I routinely give workshops on both digital humanities methods in Chinese studies and on text mining more generally. I will post abstracts and materials here if anyone is interested in seeing them.


October 2018 (UniverSIty of Virginia): Visualizing Stylometric and Intertextual Relationships in Large Textual Corpora

In this workshop, Paul will demonstrate how to perform and visualize two important techniques for exploratory document analysis. First, he will introduce how to conduct stylistic analysis using principal component analysis (useful for detecting authorship and genre-based stylistic differences). Then he will show a workflow for detecting and visualizing intertextuality between two or more works. In this workshop, we will work with a demonstration corpus of English language texts. By the end of the workshop, you will be able to visualize general stylistic similarities and both exact and fuzzy quotation using adjustable criteria, which will allow you to quickly study a corpus of documents. If you would like to participate, please install the Anaconda distribution of the Python programming language. This is free software available at https://www.anaconda.com/download/. No experience with programming is assumed, so all are welcome! The corpus and scripts we will use will be available at https://www.github.com/vierth/uvaworkshop


October 2018 (Freiburg University), Maoist legacy workshop: Text-mining Chinese corpora: A workflow to analyze and visualize large document collections

In this workshop, I demonstrated a basic workflow that allows users to easily use stylometry to analyze a self-created corpus. Materials are available at https://www.github.com/vierth/freiburg.


Summer 2017: Introduction to Natural Language Processing and Text Mining with Python

I taught a week-long course in the Netherlands Graduate School of Linguistics's 2017 Summer School on Language and the Digital Humanities. The materials can be found in this Google Drive Zip folder.


Summer 2016: Text Mining and Quantitative Analysis for Chinese Studies

I taught a short workshop on how to conduct stylometric analysis on late imperial Chinese texts as part of Leiden University's 2016 Chinese Digital Humanities Summer school. The materials were very similar to the ones I used for the workshop I taught at Stanford, which can be found here.

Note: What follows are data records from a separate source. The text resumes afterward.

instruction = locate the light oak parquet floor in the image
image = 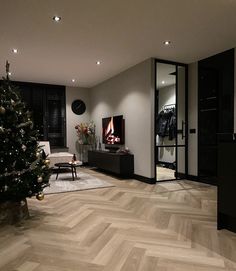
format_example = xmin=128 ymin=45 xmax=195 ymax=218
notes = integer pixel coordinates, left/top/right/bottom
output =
xmin=0 ymin=169 xmax=236 ymax=271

February 2016: Stylometrics and Genre Research in Imperial Chinese Studies

As part of the DHAsia program, I taught a workshop on stylometric analysis at Stanford. In this workshop I walked participants through all of the necessary steps, from corpus building to cleaning texts to conducting both hierarchical cluster analysis and principal component analysis. The materials I used in the workshop are all publicly available in a github repository.